A Palmerston North-based researcher is looking into how milk products can bring the most nutritional benefit to infants.
Massey University Riddet Institute senior research officer Dr Alejandra Acevedo-Fani is leading the two-year project, which recently received $476,000 from dairy giant Fonterra.
"The idea is to understand in detail how milk components are digested and how does that affect the potential delivery of nutrients and absorption into the human body," Acevedo-Fani said.
The project continued the institute's recent work understanding the properties of milk, which she said was a "very complex liquid" made up of many components, including proteins and sugars.
Milk itself physically transformed during the digestive process, forming a semi-solid structure.

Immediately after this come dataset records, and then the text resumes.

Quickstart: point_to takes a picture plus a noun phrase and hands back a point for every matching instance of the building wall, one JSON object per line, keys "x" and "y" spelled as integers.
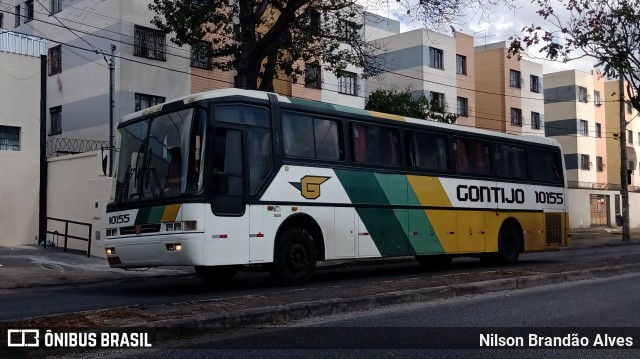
{"x": 466, "y": 84}
{"x": 82, "y": 88}
{"x": 20, "y": 178}
{"x": 78, "y": 191}
{"x": 564, "y": 112}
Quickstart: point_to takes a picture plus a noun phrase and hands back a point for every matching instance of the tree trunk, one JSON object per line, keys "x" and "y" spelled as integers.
{"x": 624, "y": 185}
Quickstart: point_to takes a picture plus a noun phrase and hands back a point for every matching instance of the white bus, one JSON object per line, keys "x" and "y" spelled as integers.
{"x": 230, "y": 178}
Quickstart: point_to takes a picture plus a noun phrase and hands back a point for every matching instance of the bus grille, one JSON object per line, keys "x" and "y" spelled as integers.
{"x": 553, "y": 228}
{"x": 143, "y": 228}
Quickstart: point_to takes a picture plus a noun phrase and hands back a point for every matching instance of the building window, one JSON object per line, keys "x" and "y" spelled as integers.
{"x": 55, "y": 60}
{"x": 17, "y": 16}
{"x": 200, "y": 55}
{"x": 9, "y": 138}
{"x": 583, "y": 128}
{"x": 149, "y": 43}
{"x": 516, "y": 117}
{"x": 28, "y": 10}
{"x": 582, "y": 94}
{"x": 347, "y": 83}
{"x": 347, "y": 30}
{"x": 437, "y": 99}
{"x": 436, "y": 58}
{"x": 312, "y": 76}
{"x": 534, "y": 86}
{"x": 56, "y": 6}
{"x": 514, "y": 78}
{"x": 145, "y": 101}
{"x": 463, "y": 107}
{"x": 535, "y": 120}
{"x": 584, "y": 162}
{"x": 461, "y": 65}
{"x": 56, "y": 120}
{"x": 599, "y": 164}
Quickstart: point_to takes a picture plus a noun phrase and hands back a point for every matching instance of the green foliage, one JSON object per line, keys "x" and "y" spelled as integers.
{"x": 405, "y": 104}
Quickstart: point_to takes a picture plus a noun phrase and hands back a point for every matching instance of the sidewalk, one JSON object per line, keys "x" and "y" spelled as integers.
{"x": 35, "y": 266}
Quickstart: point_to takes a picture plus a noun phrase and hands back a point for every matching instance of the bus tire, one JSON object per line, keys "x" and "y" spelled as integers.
{"x": 294, "y": 258}
{"x": 434, "y": 261}
{"x": 509, "y": 245}
{"x": 216, "y": 274}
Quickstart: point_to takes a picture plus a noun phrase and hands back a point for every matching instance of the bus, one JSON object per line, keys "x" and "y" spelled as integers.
{"x": 230, "y": 180}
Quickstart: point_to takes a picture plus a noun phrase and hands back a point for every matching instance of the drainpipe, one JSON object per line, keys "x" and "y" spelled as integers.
{"x": 42, "y": 210}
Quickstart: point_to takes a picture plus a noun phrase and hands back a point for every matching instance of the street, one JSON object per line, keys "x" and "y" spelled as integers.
{"x": 329, "y": 284}
{"x": 446, "y": 329}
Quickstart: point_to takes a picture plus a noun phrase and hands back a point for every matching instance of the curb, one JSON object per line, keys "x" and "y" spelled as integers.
{"x": 167, "y": 329}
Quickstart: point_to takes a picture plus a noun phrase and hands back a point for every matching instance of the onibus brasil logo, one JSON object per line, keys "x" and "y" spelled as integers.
{"x": 309, "y": 186}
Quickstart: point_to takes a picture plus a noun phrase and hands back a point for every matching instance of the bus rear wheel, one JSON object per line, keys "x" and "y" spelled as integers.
{"x": 217, "y": 274}
{"x": 509, "y": 247}
{"x": 434, "y": 261}
{"x": 294, "y": 258}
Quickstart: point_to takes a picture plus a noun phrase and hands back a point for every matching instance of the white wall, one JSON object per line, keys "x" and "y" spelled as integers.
{"x": 20, "y": 170}
{"x": 76, "y": 184}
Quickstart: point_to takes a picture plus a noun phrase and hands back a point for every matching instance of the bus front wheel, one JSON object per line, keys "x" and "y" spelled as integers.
{"x": 294, "y": 258}
{"x": 216, "y": 275}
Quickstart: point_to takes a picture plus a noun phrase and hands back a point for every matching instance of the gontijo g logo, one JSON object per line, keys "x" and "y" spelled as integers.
{"x": 309, "y": 186}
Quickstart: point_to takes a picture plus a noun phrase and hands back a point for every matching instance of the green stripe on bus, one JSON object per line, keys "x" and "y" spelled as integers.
{"x": 415, "y": 223}
{"x": 384, "y": 227}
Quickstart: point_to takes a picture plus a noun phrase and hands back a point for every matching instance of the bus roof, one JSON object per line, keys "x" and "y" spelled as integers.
{"x": 327, "y": 107}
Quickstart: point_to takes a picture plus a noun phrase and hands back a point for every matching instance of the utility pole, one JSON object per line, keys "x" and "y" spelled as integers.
{"x": 624, "y": 184}
{"x": 112, "y": 80}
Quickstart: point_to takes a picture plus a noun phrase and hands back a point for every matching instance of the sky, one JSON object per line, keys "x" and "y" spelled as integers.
{"x": 500, "y": 24}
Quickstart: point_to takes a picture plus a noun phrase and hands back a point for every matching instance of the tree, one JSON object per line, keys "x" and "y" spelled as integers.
{"x": 405, "y": 104}
{"x": 263, "y": 39}
{"x": 607, "y": 31}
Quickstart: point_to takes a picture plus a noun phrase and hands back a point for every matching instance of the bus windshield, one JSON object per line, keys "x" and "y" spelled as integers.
{"x": 161, "y": 156}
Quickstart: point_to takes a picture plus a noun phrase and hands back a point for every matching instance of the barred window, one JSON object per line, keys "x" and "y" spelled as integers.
{"x": 28, "y": 11}
{"x": 584, "y": 162}
{"x": 436, "y": 58}
{"x": 461, "y": 65}
{"x": 582, "y": 94}
{"x": 9, "y": 138}
{"x": 200, "y": 56}
{"x": 516, "y": 117}
{"x": 514, "y": 78}
{"x": 534, "y": 86}
{"x": 55, "y": 60}
{"x": 149, "y": 43}
{"x": 312, "y": 76}
{"x": 347, "y": 84}
{"x": 463, "y": 106}
{"x": 145, "y": 101}
{"x": 535, "y": 120}
{"x": 584, "y": 128}
{"x": 55, "y": 127}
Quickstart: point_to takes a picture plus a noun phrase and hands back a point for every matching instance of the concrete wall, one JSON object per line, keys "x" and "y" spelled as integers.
{"x": 580, "y": 210}
{"x": 78, "y": 191}
{"x": 19, "y": 177}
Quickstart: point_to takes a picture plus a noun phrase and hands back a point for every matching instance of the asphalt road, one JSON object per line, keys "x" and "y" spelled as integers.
{"x": 149, "y": 291}
{"x": 444, "y": 329}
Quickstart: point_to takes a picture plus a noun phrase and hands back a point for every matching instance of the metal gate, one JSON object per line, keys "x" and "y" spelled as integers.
{"x": 599, "y": 210}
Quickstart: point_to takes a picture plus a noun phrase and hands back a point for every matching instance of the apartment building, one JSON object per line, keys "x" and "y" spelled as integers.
{"x": 612, "y": 98}
{"x": 509, "y": 96}
{"x": 440, "y": 66}
{"x": 20, "y": 86}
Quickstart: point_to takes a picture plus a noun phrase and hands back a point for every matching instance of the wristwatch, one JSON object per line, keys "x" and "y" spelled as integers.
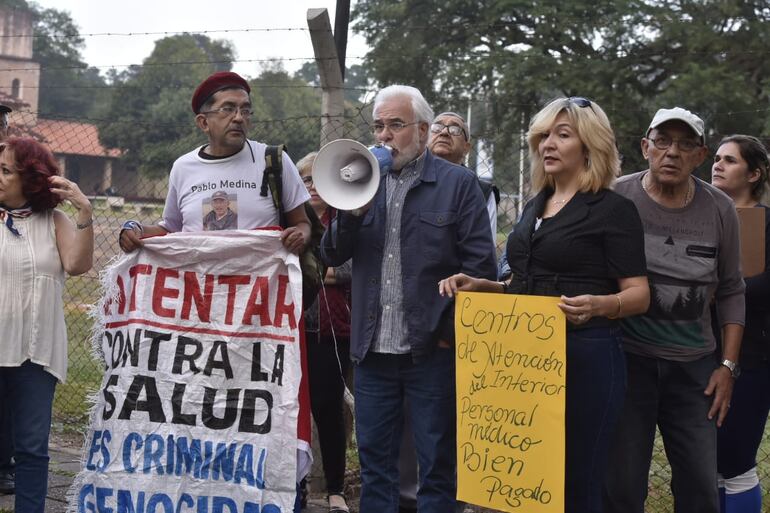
{"x": 735, "y": 369}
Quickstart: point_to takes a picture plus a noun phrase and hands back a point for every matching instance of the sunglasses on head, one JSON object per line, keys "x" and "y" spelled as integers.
{"x": 579, "y": 101}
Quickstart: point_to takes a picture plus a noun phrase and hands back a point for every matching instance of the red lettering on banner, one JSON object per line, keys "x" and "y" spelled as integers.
{"x": 232, "y": 283}
{"x": 160, "y": 291}
{"x": 192, "y": 292}
{"x": 262, "y": 308}
{"x": 281, "y": 308}
{"x": 133, "y": 272}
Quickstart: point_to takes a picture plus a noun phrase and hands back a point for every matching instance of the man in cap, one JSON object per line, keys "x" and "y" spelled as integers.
{"x": 220, "y": 217}
{"x": 7, "y": 481}
{"x": 426, "y": 222}
{"x": 693, "y": 255}
{"x": 229, "y": 165}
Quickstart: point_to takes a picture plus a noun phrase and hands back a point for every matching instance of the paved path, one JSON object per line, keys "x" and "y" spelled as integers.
{"x": 65, "y": 464}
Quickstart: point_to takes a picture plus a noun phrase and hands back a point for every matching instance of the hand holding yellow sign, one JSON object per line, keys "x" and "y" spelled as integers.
{"x": 511, "y": 371}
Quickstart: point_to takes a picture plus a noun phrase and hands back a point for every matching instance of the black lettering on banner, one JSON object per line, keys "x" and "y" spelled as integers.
{"x": 181, "y": 356}
{"x": 248, "y": 412}
{"x": 219, "y": 346}
{"x": 179, "y": 417}
{"x": 278, "y": 365}
{"x": 151, "y": 404}
{"x": 109, "y": 397}
{"x": 231, "y": 408}
{"x": 157, "y": 338}
{"x": 257, "y": 374}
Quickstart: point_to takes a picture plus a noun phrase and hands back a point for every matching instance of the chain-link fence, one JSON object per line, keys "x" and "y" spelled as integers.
{"x": 119, "y": 193}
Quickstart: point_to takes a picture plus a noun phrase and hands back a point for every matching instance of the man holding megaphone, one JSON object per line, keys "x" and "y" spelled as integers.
{"x": 426, "y": 219}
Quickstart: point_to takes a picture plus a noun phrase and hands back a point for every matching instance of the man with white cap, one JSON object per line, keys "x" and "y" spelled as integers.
{"x": 674, "y": 381}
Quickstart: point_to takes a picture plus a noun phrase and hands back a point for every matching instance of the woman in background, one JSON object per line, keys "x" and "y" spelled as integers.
{"x": 740, "y": 169}
{"x": 38, "y": 244}
{"x": 327, "y": 328}
{"x": 580, "y": 241}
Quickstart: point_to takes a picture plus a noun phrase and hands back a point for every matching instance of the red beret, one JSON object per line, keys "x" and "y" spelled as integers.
{"x": 216, "y": 82}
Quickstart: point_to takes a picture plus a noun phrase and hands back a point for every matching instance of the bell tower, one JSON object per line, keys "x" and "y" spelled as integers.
{"x": 19, "y": 74}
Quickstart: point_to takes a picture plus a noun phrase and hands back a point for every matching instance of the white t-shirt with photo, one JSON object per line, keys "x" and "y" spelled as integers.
{"x": 195, "y": 180}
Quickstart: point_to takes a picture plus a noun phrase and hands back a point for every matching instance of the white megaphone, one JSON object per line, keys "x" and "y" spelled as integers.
{"x": 346, "y": 174}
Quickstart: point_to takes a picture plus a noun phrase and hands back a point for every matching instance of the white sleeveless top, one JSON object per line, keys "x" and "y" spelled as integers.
{"x": 31, "y": 306}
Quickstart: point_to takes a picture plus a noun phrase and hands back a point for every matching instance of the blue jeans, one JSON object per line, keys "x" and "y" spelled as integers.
{"x": 382, "y": 382}
{"x": 29, "y": 391}
{"x": 6, "y": 438}
{"x": 596, "y": 378}
{"x": 669, "y": 394}
{"x": 741, "y": 433}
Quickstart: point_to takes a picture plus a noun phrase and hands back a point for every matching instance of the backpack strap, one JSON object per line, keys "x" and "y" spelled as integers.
{"x": 272, "y": 178}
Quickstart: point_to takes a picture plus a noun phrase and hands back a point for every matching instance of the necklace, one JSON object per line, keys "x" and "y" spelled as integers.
{"x": 687, "y": 197}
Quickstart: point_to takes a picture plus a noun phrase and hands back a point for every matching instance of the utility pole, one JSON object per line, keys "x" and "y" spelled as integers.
{"x": 330, "y": 72}
{"x": 341, "y": 22}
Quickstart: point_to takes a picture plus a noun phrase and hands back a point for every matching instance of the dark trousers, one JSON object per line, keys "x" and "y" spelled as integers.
{"x": 29, "y": 391}
{"x": 6, "y": 437}
{"x": 741, "y": 433}
{"x": 382, "y": 382}
{"x": 327, "y": 367}
{"x": 596, "y": 377}
{"x": 670, "y": 395}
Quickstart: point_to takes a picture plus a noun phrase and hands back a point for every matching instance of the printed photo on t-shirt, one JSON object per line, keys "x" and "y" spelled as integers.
{"x": 220, "y": 212}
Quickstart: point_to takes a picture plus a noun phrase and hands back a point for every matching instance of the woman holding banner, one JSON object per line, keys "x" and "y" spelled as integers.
{"x": 583, "y": 243}
{"x": 327, "y": 328}
{"x": 38, "y": 244}
{"x": 740, "y": 169}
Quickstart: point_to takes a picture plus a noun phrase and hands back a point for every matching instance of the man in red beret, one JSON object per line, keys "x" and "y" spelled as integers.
{"x": 230, "y": 166}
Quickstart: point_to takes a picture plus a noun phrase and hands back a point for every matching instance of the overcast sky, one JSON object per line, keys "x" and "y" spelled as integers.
{"x": 113, "y": 16}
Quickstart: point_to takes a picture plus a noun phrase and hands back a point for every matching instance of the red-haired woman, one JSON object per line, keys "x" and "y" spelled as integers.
{"x": 37, "y": 245}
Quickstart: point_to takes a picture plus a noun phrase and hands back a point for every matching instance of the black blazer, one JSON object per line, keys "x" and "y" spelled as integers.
{"x": 592, "y": 241}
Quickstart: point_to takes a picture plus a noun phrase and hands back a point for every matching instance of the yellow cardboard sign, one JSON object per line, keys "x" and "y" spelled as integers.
{"x": 511, "y": 372}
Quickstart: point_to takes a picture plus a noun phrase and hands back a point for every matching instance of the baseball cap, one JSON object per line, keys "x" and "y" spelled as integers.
{"x": 216, "y": 82}
{"x": 678, "y": 114}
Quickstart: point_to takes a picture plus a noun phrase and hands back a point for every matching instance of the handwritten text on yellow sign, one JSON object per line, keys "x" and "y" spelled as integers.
{"x": 511, "y": 370}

Those changes had implications for how proteins and lipids - fatty components - were delivered to the small intestine and, ultimately, how the body sourced nutrition, she said.
The project would focus on infants, and how milk and milk products could provide them with nutrition.
The Riddet Institute used digestion simulation technology for its work.
"At the end of this study, we want to understand how different milk ingredients are transformed in different digestive gastric conditions so that we can work backwards and formulate food for infant nutrition that provides better health outcomes," Acevedo-Fani said.
The importance of milk in infant nutrition was recognised, she said.
Researchers hoped to later publish their work, which could help develop better products, she said.